If you have had a burning desire to accomplish something new in your career, you are frequently feeling like you are stuck in a rut or you wonder if you are on track; the following questions can help frame the picture for you.
As you look back at last year to reflect and look forward to determine what you want in this new year, ask yourself the following questions.
What personal career and company goals were met during the last 12 months?
Were they goals you anticipated you would accomplish?
Did you have an opportunity to accomplish more than expected?
What are your professional goals? What do you want to accomplish this year in your career?
Does your current company’s mission align with your goals?
Is the company going in the direction you are excited to be a part of? If not, is the company going through a challenge where you can make a difference and you want to be a part of the team to assist with this?
Do you feel supported in your work? Do you have the right tools and right leaders or mentors?
Do you know where you stand in the company, team and potential succession plan?
What are your strengths and are you using them?

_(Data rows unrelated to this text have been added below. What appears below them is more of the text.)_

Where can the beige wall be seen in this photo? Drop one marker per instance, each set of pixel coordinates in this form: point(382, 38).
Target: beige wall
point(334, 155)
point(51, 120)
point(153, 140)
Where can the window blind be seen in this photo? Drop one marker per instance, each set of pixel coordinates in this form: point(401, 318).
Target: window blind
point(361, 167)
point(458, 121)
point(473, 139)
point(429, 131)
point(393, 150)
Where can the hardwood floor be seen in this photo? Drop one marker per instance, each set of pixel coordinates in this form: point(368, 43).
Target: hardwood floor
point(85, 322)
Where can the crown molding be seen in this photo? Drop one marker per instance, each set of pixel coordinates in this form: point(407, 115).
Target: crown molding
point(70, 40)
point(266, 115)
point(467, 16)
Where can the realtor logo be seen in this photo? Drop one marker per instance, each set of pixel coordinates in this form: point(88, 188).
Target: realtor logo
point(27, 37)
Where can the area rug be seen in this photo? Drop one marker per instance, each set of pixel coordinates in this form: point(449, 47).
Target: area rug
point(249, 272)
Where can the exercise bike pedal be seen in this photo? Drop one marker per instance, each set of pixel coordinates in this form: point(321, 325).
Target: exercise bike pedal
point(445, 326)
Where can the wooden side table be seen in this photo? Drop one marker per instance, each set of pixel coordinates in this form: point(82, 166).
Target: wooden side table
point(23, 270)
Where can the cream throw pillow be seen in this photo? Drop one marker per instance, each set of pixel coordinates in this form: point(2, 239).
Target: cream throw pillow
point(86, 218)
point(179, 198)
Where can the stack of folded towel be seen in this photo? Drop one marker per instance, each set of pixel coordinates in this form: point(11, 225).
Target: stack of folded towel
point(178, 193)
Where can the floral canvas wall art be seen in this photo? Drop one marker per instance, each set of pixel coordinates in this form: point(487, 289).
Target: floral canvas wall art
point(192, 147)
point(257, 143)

Give yourself a pat on the back and celebrate your accomplishments. After you have told yourself how amazing you are, think about the areas where you can continue to grow and what that will look like when you attain those skills. Take the excitements, the growth opportunities and further evaluate if you will continue to be excited about the path you are on or if you need to take an off ramp for a new adventure or change of scenery through new career options?
No matter what observation you make, it is important that our careers balance with our personal aspirations. Since personal aspirations drive career aspirations it is important to ask yourself a couple more questions. This can be used to drive your current career or to design your next career endeavor. First take a moment to step out of “career brain” and into the “me brain.”
What I mean by “career brain” is this: Have you ever noticed when you go to events or parties and one of the first questions we are asked is “what do you do?” Yes, what we do is a part of us, but it does not define us. Here is a way to step away from any “boxes” created in your mind to separate “what we do” from “who we are or want to be.”
If you were able to start from a place where you had no limits in your career what would you do? Also, forget about obligations for a moment (such as a mortgage, family, etc.). Really spend time thinking about just yourself.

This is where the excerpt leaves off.